To assess the feasibility of four-dimensional (4D) flow MRI as a noninvasive imaging marker for stratifying the risk of variceal bleeding in patients with liver cirrhosis. Materials and Methods: This study recruited participants scheduled for both liver MRI and gastroesophageal endoscopy. Risk of variceal bleeding was assessed at endoscopy by using a three-point scale: no varices, low risk, and high risk requiring treatment. Fourdimensional flow MRI was used to create angiograms for evaluating visibility of varices and to measure flow volumes in main portal vein (PV), superior mesenteric vein, splenic vein (SV), and azygos vein. Fractional flow changes in PV and SV were calculated to quantify shunting (outflow) from PV and SV into varices. Logistic analysis was used to identify the independent indicator of highrisk varices. Results: There were 23 participants (mean age, 52.3 years; age range, 25-75 years), including 14 men (mean age, 51.7 years; age range, 25-75 years) and nine women (mean age, 53.2 years; age range, 31-72 years) with no varices (n = 8), low-risk varices (n = 8), and high-risk varices (n = 7) determined at endoscopy. Four-dimensional flow MRI-based angiography helped radiologists to view varices in four of 15 participants with varices.
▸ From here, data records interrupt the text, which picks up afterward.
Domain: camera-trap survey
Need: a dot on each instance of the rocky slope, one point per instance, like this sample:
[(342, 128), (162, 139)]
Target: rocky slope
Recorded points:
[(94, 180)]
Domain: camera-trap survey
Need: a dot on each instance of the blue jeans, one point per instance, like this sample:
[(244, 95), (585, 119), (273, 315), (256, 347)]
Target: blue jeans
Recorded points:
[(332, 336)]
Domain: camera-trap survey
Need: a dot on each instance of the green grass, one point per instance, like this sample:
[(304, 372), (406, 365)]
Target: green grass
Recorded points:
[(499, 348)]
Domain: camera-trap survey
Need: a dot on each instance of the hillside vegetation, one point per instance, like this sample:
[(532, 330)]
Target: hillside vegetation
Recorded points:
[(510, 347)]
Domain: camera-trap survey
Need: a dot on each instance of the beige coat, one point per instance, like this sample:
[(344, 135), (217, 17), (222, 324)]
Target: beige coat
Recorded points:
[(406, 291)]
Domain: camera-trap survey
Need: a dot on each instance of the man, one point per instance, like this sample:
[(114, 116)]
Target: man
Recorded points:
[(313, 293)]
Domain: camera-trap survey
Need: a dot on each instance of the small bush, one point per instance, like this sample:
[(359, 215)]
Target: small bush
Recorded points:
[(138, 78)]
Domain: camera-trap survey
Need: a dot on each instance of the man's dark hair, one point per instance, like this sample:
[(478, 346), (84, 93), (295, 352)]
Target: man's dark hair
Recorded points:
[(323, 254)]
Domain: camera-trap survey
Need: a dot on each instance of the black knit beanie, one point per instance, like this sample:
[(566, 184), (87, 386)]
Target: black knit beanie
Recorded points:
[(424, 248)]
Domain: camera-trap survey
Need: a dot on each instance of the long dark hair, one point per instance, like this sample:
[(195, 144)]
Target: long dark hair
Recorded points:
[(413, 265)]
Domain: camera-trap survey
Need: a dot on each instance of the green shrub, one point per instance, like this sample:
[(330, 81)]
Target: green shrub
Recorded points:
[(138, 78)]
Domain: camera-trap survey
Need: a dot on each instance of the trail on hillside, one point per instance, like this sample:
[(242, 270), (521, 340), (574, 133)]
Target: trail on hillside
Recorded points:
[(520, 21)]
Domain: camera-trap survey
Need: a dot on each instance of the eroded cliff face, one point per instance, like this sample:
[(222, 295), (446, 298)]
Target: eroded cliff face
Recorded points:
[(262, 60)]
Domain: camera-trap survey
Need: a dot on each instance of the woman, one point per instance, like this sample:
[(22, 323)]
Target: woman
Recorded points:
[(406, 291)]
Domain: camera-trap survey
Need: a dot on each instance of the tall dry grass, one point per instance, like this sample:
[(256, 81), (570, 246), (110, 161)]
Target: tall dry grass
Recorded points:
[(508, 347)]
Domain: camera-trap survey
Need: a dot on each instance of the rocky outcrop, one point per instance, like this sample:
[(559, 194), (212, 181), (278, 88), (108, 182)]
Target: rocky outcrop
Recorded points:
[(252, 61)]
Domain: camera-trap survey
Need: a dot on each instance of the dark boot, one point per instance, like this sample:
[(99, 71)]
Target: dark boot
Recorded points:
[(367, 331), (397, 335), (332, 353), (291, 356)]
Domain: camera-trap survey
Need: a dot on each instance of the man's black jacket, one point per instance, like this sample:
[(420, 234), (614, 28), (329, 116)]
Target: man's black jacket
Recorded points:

Independent indicators of high-risk varices were flow volume in the azygos vein greater than 0.1 L/min (P = .034; 100% sensitivity [seven of seven] and 62% specificity [10 of 16]) and fractional flow change in PV of less than 0 (P , .001; 100% sensitivity [seven of seven] and 94% specificity [15 of 16]). Conclusion: Azygos flow greater than 0.1 L/min and portal venous flow less than the sum of splenic and superior mesenteric vein flow are useful markers to stratify the risk of gastroesophageal varices bleeding in patients with liver cirrhosis.